While Governor Jerry Brown has been thumping his chest over a number of reforms he supported that made it through the legislature in the last days of the session, we have yet to see him embrace some other major reforms that appear on the November ballot.  Propositions 31 and 32 would be great strides in improving California’s governance system.

Proposition 31 reduces the influence of Sacramento over local governments to manage their affairs, improves oversight of government programs while altering the budget process and offers more powers to the governor to control spending during fiscal emergencies.

For a governor who made it his mission to clean up the state budget, support for Proposition 31 would seem a natural response.

And, for any governor or legislator who is frustrated with the undo influence of special interests in shaping and often demanding the direction lawmakers take because of their oversized financial influence on the political process, Proposition 32 should be embraced by the governor. Here’s a chance for him to stand with the little guys – small businesses and individual taxpayers who don’t have the influence of corporations and unions.

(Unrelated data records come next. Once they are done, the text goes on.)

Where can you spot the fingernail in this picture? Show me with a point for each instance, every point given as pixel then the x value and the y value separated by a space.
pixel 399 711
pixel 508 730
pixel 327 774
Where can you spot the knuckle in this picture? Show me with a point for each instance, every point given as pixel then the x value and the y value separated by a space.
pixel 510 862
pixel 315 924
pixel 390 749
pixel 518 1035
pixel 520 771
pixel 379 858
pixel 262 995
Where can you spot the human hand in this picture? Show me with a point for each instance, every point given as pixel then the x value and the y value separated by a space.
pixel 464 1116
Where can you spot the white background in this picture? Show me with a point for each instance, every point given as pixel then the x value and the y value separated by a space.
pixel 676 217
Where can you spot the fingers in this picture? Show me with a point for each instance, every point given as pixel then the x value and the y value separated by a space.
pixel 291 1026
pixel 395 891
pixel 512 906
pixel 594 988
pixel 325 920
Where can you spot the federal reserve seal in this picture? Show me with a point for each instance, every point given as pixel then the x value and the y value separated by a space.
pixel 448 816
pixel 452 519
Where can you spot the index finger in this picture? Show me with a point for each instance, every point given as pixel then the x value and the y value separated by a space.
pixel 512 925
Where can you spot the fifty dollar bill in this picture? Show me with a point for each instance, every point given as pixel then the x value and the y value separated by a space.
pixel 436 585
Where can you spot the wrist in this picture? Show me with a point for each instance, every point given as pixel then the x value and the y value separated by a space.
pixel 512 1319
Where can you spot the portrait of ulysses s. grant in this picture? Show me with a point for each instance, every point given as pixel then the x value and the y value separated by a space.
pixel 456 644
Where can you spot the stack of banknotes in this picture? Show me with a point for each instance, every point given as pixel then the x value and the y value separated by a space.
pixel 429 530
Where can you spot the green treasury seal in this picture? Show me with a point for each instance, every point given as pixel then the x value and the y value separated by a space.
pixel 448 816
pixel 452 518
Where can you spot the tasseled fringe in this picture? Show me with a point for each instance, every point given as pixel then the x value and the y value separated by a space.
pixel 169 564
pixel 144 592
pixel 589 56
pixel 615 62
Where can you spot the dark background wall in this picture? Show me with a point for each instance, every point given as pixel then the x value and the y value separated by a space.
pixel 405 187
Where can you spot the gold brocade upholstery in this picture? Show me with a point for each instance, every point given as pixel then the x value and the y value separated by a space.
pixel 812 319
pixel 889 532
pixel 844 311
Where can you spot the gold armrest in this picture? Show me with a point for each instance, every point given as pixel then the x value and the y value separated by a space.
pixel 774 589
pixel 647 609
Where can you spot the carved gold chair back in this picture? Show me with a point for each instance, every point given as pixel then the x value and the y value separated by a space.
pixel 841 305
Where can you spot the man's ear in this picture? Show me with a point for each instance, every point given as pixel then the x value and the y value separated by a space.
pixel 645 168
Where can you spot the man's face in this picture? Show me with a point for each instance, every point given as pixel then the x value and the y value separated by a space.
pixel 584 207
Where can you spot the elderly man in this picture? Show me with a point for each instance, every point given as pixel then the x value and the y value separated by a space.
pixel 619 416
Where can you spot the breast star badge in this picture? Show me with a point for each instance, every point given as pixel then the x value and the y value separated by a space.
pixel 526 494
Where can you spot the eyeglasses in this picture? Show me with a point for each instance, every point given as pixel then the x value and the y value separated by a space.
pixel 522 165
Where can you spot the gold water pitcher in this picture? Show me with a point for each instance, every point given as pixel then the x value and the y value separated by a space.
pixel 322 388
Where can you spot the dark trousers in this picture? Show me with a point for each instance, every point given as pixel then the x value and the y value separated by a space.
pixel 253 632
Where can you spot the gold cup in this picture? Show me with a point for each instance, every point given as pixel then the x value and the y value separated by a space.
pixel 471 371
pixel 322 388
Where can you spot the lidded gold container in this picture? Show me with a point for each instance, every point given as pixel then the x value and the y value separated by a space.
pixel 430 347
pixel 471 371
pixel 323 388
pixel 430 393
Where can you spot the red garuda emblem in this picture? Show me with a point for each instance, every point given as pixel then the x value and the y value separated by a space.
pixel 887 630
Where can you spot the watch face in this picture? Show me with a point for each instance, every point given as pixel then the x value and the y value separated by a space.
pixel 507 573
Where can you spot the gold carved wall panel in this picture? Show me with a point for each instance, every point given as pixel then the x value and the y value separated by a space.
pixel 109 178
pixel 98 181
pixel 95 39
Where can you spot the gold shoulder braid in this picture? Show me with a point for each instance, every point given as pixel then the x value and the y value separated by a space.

Why isn’t the governor making these measures part of his reform rhetoric?

The governor rightly takes credit for helping engineer a reform to the workers compensation system that prevented increases in businesses’ costs while at the same time providing more money for payment to injured workers. As someone who worked diligently on the workers comp reform in the first year of the Schwarzenegger administration, I believe this change to the law was important and necessary.

The governor also took a positive step in improving the state and local government pension system, although much more must be done. Californians now and in the future still live under massive pension obligations, part of the “Wall of Debt” the governor has described.

An embrace of Propositions 31 and 32 would reinforce the image Governor Brown hopes to create that he is reforming California’s government.